From 68d8776e5a7cca5d8e6873d9b21d0602b68bed39 Mon Sep 17 00:00:00 2001
From: Ming Lei <ming.lei@redhat.com>
Date: Wed, 16 Oct 2024 21:48:47 +0800
Subject: [PATCH 53/63] ublk: don't allow user copy for unprivileged device

ANBZ: #32233

commit 42aafd8b48adac1c3b20fe5892b1b91b80c1a1e6 upstream.

UBLK_F_USER_COPY requires userspace to call write() on ublk char
device for filling request buffer, and unprivileged device can't
be trusted.

So don't allow user copy for unprivileged device.

Cc: stable@vger.kernel.org
Fixes: 1172d5b8beca ("ublk: support user copy")
Signed-off-by: Ming Lei <ming.lei@redhat.com>
Link: https://lore.kernel.org/r/20241016134847.2911721-1-ming.lei@redhat.com
Signed-off-by: Jens Axboe <axboe@kernel.dk>
Signed-off-by: Joseph Qi <joseph.qi@linux.alibaba.com>
---
 drivers/block/ublk_drv.c      | 11 ++++++++++-
 include/uapi/linux/ublk_cmd.h |  8 +++++++-
 2 files changed, 17 insertions(+), 2 deletions(-)

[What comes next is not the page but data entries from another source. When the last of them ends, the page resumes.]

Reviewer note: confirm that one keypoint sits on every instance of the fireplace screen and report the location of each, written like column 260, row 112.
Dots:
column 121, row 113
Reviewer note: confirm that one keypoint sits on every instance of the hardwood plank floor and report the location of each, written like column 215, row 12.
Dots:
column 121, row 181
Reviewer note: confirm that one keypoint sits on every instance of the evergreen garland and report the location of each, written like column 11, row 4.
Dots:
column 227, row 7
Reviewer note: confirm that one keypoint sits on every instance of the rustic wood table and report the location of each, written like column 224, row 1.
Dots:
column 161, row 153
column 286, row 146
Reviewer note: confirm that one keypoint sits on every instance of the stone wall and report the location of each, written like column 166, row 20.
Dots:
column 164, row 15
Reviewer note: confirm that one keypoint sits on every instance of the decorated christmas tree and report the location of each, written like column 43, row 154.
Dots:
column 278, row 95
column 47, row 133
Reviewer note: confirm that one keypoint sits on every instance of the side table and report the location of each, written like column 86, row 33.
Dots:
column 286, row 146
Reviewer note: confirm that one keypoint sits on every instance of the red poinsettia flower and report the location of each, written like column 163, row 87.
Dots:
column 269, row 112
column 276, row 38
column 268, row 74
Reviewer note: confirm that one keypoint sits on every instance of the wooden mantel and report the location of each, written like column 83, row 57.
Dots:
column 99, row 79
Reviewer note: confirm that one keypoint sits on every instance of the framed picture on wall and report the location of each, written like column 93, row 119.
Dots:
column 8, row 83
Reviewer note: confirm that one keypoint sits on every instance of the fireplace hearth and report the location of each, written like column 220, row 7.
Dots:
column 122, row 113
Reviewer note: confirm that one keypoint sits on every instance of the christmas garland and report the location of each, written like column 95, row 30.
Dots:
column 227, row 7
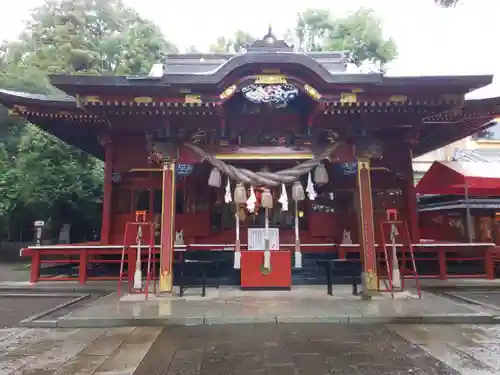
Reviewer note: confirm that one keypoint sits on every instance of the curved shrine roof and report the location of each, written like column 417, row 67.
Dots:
column 80, row 115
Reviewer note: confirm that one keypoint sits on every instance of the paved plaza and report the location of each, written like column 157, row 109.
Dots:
column 233, row 332
column 254, row 349
column 307, row 304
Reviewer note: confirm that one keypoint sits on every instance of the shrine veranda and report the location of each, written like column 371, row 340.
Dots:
column 272, row 159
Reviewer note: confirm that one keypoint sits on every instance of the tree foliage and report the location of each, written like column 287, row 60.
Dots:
column 40, row 176
column 360, row 34
column 237, row 43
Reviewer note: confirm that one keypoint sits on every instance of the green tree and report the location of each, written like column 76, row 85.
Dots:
column 359, row 33
column 40, row 176
column 94, row 36
column 237, row 43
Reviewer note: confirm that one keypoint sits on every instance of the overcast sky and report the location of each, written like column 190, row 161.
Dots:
column 430, row 40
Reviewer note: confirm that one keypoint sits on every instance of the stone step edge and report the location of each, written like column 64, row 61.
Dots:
column 83, row 322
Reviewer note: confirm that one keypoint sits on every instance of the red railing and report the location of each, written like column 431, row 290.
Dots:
column 85, row 254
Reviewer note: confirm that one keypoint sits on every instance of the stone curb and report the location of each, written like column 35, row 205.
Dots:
column 77, row 322
column 53, row 289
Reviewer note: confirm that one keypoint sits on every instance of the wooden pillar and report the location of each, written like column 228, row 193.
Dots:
column 108, row 187
column 167, row 227
column 411, row 201
column 367, row 228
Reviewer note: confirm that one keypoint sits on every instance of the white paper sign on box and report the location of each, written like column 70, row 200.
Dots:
column 256, row 238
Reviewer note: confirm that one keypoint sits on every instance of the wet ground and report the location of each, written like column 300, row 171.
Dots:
column 15, row 309
column 254, row 349
column 489, row 298
column 305, row 349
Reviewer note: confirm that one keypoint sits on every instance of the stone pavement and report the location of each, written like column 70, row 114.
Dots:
column 302, row 304
column 253, row 349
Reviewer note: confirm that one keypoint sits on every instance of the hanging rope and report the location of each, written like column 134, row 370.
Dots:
column 268, row 179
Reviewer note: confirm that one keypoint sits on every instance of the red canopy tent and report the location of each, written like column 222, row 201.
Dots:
column 459, row 178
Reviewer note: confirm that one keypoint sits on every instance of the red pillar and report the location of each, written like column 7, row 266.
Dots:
column 411, row 201
column 167, row 227
column 108, row 187
column 367, row 228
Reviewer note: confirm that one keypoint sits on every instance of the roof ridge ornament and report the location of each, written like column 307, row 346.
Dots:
column 269, row 43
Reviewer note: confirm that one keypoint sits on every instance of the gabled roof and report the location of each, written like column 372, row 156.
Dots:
column 479, row 155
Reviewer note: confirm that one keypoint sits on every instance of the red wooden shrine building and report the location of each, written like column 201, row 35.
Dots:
column 271, row 156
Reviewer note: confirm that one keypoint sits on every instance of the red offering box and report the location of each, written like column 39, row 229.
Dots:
column 252, row 262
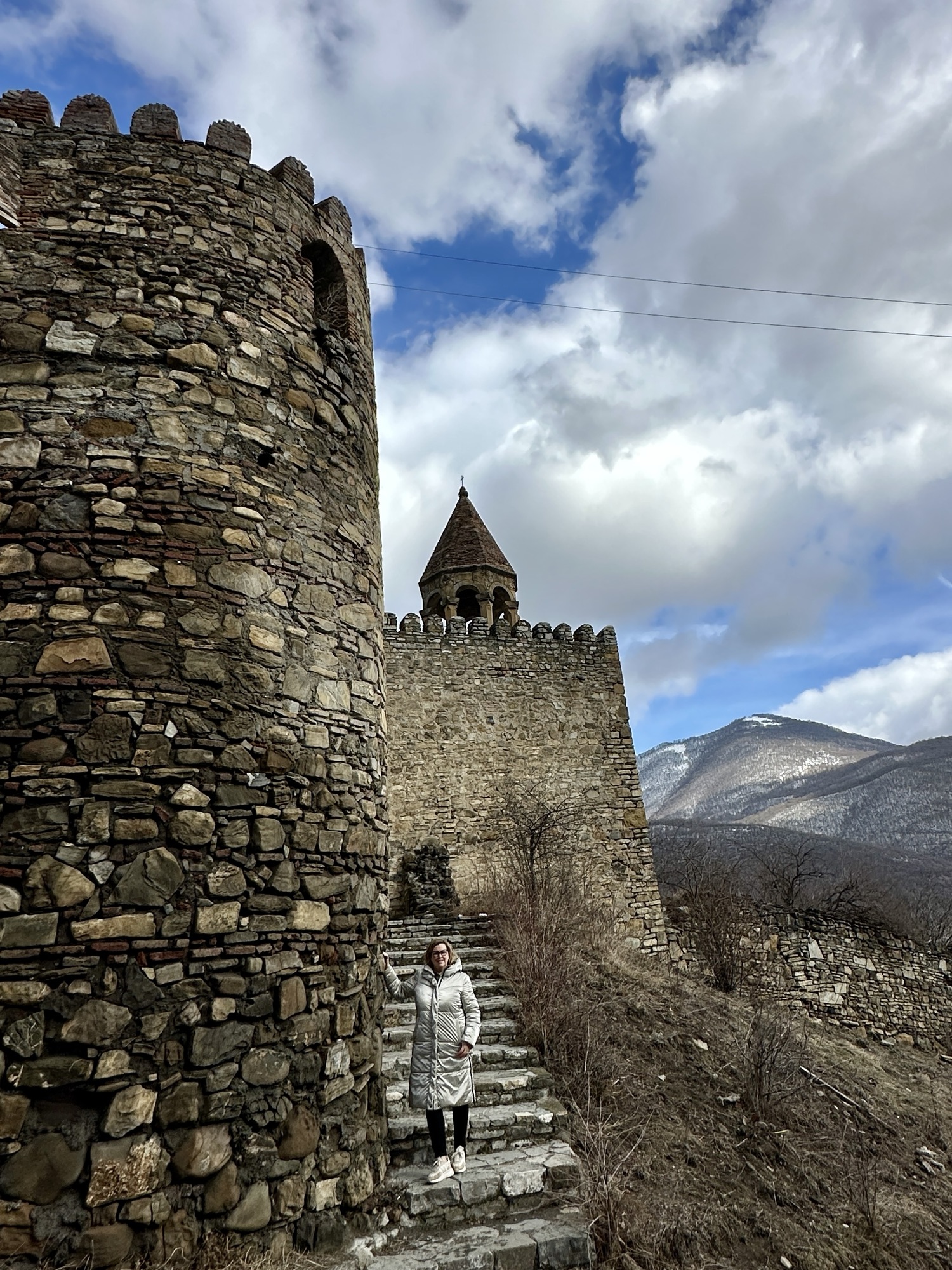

diff --git a/drivers/block/ublk_drv.c b/drivers/block/ublk_drv.c
index 9004ddeb2f00..38f2660b4227 100644
--- a/drivers/block/ublk_drv.c
+++ b/drivers/block/ublk_drv.c
@@ -2336,10 +2336,19 @@ static int ublk_ctrl_add_dev(struct io_uring_cmd *cmd)
 	 * TODO: provide forward progress for RECOVERY handler, so that
 	 * unprivileged device can benefit from it
 	 */
-	if (info.flags & UBLK_F_UNPRIVILEGED_DEV)
+	if (info.flags & UBLK_F_UNPRIVILEGED_DEV) {
 		info.flags &= ~(UBLK_F_USER_RECOVERY_REISSUE |
 				UBLK_F_USER_RECOVERY);
 
+		/*
+		 * For USER_COPY, we depends on userspace to fill request
+		 * buffer by pwrite() to ublk char device, which can't be
+		 * used for unprivileged device
+		 */
+		if (info.flags & UBLK_F_USER_COPY)
+			return -EINVAL;
+	}
+
 	/* the created device is always owned by current user */
 	ublk_store_owner_uid_gid(&info.owner_uid, &info.owner_gid);
 
diff --git a/include/uapi/linux/ublk_cmd.h b/include/uapi/linux/ublk_cmd.h
index b9cfc5c96268..3830b428ecf1 100644
--- a/include/uapi/linux/ublk_cmd.h
+++ b/include/uapi/linux/ublk_cmd.h
@@ -173,7 +173,13 @@
 /* use ioctl encoding for uring command */
 #define UBLK_F_CMD_IOCTL_ENCODE	(1UL << 6)
 
-/* Copy between request and user buffer by pread()/pwrite() */
+/*
+ *  Copy between request and user buffer by pread()/pwrite()
+ *
+ *  Not available for UBLK_F_UNPRIVILEGED_DEV, otherwise userspace may
+ *  deceive us by not filling request buffer, then kernel uninitialized
+ *  data may be leaked.
+ */
 #define UBLK_F_USER_COPY	(1UL << 7)
 
 /*
-- 
Gitee


From 91e9c71ce4938a6397ff157d59e0d36990f9d661 Mon Sep 17 00:00:00 2001
From: Ming Lei <ming.lei@redhat.com>
Date: Mon, 11 Nov 2024 19:07:18 +0800
Subject: [PATCH 54/63] ublk: fix ublk_ch_mmap() for 64K page size

ANBZ: #32233

commit d369735e02ef122d19d4c3d093028da0eb400636 upstream.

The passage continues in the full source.